Packing fidelity: re-quantizing an unchanged up_proj and forcing the official global scale reproduces the official packed bytes exactly (bytediff 0.000) — confirming our E2M1 LUT [0, ±.5, ±1, ±1.5, ±2, ±3, ±4, ±6], block-scale math, and rounding are identical to stepfun's modelopt 0.45-dev. The lone difference is the global per-expert weight_scale_2 formula (a headroom choice), which has no quality impact: round-trip error is 0.095 either way, and down_proj is the lowest-outlier component (outlier ratio ~1.7), so the choice is immaterial there.
End-to-end artifact fidelity (post-build, verified): every shipped expert down_proj dequantizes to the abliterated BF16 at relative-L2 0.095 — uniform across layers 3–44, including the refusal-mediating band (L24/L37). The refusal-removed weights are faithfully in the 4-bit artifact, and the quant noise is generic (not refusal-aligned). Shipped self_attn.o_proj equals the abliterated weights exactly and expert up_proj equals the official exactly — the surgical replace landed as intended.
Behavioral refusal rate — deployment-time. Step-3.7 requires StepFun's vllm/vllm-openai:stepfun37 image (stock vLLM ≤0.22 lacks the Step3p7 arch), so the live harmful / over-refusal suite and the prefill refusal-subspace probe (which collapsed d≈10→0.35 on the BF16 parent) are re-run at deployment.

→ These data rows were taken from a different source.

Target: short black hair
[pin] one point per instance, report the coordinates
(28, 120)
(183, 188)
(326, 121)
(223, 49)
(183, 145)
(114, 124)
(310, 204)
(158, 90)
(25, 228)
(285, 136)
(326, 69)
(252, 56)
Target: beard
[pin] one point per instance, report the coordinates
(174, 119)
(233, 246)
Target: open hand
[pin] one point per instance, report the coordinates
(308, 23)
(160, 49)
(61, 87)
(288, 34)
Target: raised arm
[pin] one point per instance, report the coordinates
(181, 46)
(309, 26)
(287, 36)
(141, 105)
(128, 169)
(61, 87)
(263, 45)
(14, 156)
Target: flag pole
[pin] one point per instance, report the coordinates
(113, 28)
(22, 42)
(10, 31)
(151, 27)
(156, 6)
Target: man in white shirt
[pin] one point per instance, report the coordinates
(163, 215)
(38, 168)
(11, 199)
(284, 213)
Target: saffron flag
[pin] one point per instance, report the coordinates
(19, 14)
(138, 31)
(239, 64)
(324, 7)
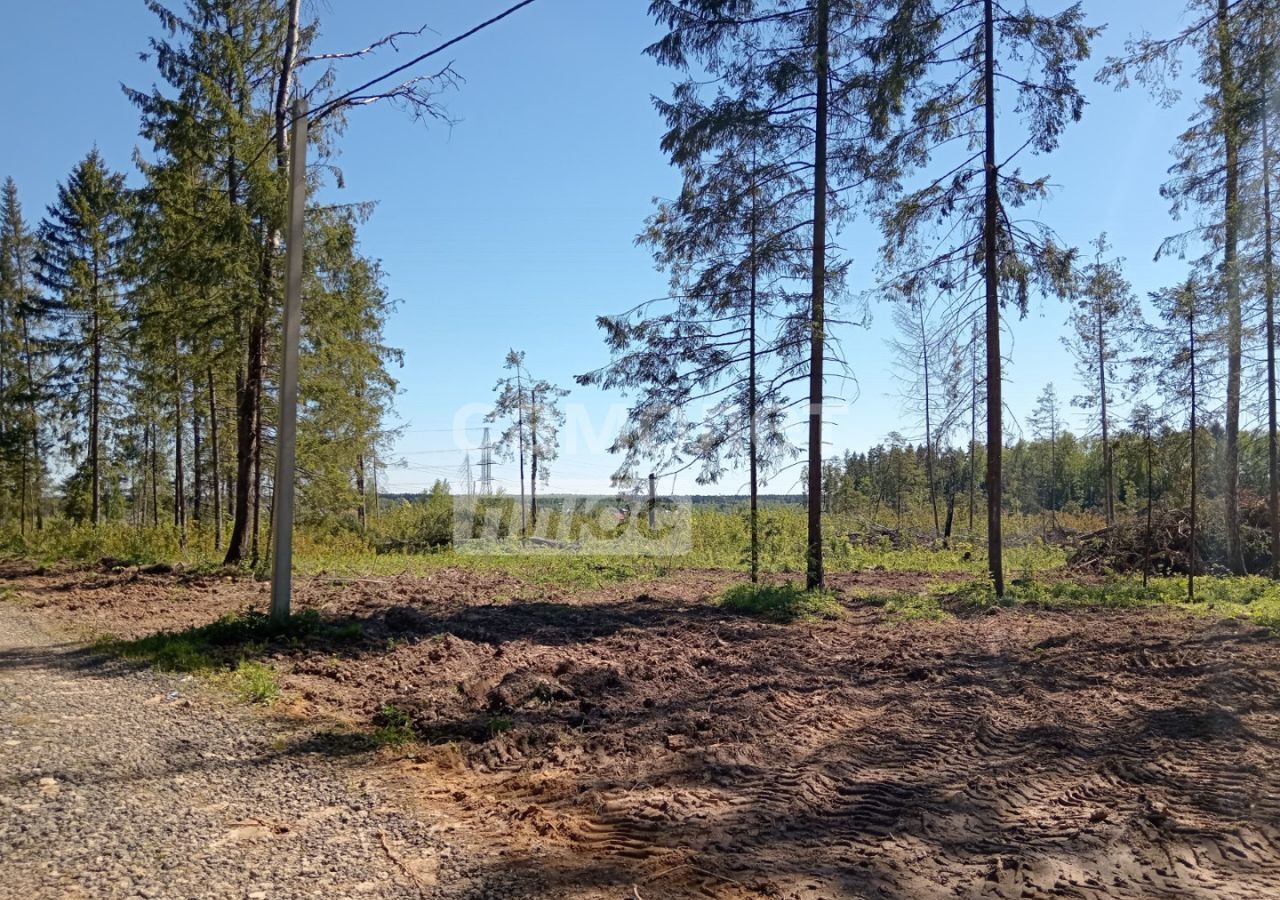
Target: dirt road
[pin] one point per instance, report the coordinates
(122, 784)
(638, 741)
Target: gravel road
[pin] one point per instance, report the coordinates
(119, 782)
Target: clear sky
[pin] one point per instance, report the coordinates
(515, 227)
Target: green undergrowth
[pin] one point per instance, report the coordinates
(227, 649)
(1253, 598)
(718, 539)
(780, 603)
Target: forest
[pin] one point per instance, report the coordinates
(1001, 652)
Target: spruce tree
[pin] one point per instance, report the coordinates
(1105, 315)
(22, 311)
(935, 112)
(82, 261)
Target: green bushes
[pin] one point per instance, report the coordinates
(780, 603)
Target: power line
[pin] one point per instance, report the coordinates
(333, 104)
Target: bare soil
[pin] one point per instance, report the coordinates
(638, 741)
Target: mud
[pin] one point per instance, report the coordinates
(638, 741)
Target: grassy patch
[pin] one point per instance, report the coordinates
(498, 725)
(228, 647)
(1252, 598)
(393, 726)
(254, 683)
(780, 603)
(909, 607)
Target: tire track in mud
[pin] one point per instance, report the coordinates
(617, 744)
(1105, 767)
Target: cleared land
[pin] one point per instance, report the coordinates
(634, 739)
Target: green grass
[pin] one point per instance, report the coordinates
(225, 649)
(393, 726)
(780, 603)
(254, 683)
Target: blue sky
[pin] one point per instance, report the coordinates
(516, 225)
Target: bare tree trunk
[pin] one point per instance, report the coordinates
(1269, 277)
(1109, 510)
(95, 423)
(752, 392)
(361, 511)
(520, 435)
(246, 444)
(196, 474)
(155, 478)
(215, 478)
(973, 433)
(257, 478)
(179, 501)
(1191, 554)
(533, 460)
(928, 423)
(814, 578)
(1146, 562)
(995, 425)
(1234, 328)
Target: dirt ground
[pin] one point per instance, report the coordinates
(636, 741)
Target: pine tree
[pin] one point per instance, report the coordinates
(1106, 313)
(1184, 311)
(923, 350)
(82, 261)
(21, 373)
(531, 410)
(1207, 177)
(935, 100)
(798, 72)
(1047, 421)
(711, 371)
(346, 388)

The weight-level evidence above is the pre-upload gate; since 4-bit can in principle restore refusal in late layers, the probe is the recommended deployment check.

Serving

vllm serve AEON-7/Step-3.7-Flash-AEON-Ultimate-Abliterated-NVFP4 \
    --quantization modelopt --tensor-parallel-size 2 \
    --trust-remote-code --kv-cache-dtype fp8

~124 GB on disk → fits 2× DGX Spark (TP=2) within the 0.88 unified-memory cap. Single-Spark users want the AWQ-INT4 sibling.

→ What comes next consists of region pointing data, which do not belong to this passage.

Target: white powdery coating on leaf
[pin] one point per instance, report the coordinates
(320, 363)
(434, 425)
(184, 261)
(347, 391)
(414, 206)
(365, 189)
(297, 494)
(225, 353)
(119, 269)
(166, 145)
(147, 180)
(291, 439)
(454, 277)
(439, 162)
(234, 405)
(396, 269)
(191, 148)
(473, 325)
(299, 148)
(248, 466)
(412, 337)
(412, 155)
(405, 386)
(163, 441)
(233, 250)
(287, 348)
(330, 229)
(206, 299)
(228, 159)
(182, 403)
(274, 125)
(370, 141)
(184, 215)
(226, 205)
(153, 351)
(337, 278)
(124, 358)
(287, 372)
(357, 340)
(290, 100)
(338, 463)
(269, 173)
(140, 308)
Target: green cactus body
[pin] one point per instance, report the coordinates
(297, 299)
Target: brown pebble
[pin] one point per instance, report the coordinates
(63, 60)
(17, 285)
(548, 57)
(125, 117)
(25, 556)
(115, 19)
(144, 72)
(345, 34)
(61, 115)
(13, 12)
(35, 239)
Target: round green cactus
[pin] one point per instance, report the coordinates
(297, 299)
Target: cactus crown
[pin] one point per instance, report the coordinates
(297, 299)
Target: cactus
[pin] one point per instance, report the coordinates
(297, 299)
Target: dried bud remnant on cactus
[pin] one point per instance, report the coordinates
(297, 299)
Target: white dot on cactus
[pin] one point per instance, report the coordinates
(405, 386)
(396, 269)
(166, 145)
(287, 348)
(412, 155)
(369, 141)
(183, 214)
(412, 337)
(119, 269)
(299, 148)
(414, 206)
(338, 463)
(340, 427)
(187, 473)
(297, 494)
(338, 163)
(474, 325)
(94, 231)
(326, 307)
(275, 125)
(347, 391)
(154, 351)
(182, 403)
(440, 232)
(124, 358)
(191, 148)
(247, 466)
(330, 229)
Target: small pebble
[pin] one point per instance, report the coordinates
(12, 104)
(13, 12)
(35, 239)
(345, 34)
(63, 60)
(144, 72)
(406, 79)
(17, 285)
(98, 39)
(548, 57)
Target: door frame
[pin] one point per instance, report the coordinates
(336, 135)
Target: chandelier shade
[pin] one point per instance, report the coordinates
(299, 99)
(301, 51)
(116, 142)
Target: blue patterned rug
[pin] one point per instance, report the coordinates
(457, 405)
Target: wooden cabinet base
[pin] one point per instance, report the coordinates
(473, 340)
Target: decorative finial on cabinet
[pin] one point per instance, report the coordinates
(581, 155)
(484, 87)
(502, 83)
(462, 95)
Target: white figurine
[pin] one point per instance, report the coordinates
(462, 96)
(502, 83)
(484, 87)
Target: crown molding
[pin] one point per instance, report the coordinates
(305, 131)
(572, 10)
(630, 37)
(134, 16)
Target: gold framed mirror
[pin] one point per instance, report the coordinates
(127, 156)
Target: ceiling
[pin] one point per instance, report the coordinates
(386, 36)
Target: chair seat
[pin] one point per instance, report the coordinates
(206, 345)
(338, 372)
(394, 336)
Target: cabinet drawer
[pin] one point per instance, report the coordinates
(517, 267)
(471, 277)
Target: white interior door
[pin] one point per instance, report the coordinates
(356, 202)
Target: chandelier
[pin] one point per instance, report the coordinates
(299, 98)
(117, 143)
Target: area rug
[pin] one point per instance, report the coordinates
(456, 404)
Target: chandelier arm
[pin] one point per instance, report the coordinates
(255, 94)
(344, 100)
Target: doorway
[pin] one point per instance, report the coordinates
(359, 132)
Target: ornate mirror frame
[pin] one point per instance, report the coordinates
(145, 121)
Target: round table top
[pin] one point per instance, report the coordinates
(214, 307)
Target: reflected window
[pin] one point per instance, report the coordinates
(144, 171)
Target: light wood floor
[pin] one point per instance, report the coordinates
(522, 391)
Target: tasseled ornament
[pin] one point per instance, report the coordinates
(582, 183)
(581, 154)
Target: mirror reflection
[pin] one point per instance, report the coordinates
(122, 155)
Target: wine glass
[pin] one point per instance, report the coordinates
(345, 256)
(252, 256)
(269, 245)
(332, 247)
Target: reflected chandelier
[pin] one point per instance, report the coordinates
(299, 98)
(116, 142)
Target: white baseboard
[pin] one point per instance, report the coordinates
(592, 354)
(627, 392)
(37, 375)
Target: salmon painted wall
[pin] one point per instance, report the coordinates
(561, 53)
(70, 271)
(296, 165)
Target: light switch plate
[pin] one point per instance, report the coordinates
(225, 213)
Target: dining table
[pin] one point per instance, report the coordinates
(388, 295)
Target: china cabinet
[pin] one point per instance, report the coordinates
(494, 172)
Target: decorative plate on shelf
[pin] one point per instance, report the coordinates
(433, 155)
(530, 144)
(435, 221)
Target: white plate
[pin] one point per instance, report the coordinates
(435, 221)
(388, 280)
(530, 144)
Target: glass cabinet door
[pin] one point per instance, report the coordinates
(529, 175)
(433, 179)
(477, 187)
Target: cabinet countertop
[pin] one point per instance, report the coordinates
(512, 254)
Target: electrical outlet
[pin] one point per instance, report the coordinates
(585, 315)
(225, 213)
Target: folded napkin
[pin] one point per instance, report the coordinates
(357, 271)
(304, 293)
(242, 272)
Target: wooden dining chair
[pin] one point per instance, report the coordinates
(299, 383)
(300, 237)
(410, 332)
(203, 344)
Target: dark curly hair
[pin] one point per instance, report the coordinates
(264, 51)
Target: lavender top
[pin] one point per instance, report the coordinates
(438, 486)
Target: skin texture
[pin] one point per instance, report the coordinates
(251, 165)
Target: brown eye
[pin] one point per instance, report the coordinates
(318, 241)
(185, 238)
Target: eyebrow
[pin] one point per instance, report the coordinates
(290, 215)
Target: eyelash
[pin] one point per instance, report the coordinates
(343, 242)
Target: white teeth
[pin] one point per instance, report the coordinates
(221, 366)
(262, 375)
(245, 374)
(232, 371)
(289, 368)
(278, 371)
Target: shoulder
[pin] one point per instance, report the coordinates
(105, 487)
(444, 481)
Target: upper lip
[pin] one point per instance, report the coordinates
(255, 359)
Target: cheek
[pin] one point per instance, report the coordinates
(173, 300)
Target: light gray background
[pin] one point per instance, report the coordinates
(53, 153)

Abliteration (inherited from the BF16 parent — full detail there)

Method: 12-D refusal-subspace orthogonalization extended to MoE via Expert-Granular Abliteration — the subspace is projected out of every one of the 288 routed experts per layer (W ← W − R(RᵀW)), not just the dense path. Required here because this model's sigmoid router discriminates harmful vs. harmless at 0.975 mean accuracy (refusal is partly routing-mediated; single-direction/global abliteration fails on large-expert MoEs).
Subspace: difference-of-means at template-aligned positions (the <think> onset), where refusal is razor-sharp (Cohen's d ≈ 10), concentrated in layers ~23–37.
Verification (BF16): refusal-subspace separation collapsed from d ≈ 10 → 0.35; residual energy along R driven to ~1.6e-3 (bf16 floor). embed_tokens/lm_head deliberately spared.

Known limitations

4-bit can partially restore refusal in the late MoE layers where it's mediated — this is exactly why the refusal probe is re-run post-quant (see Quantization §3). The experts-only scheme keeps the abliterated down_proj at 4-bit; should any residual refusal appear, the router_bias suppression lever (top refusal-correlated experts identified per layer) is available.
FP8 KV on a thinking model risks drift over long <think> traces; it's the validated default but watch long-context behavior.
Vision/tool-use spot-checked, not exhaustively benchmarked.

Quantized on 2× NVIDIA B300 from the AEON-Ultimate abliterated BF16. Packing via NVIDIA TensorRT-Model-Optimizer (NVFP4QTensor). Base model © StepFun AI, Apache-2.0.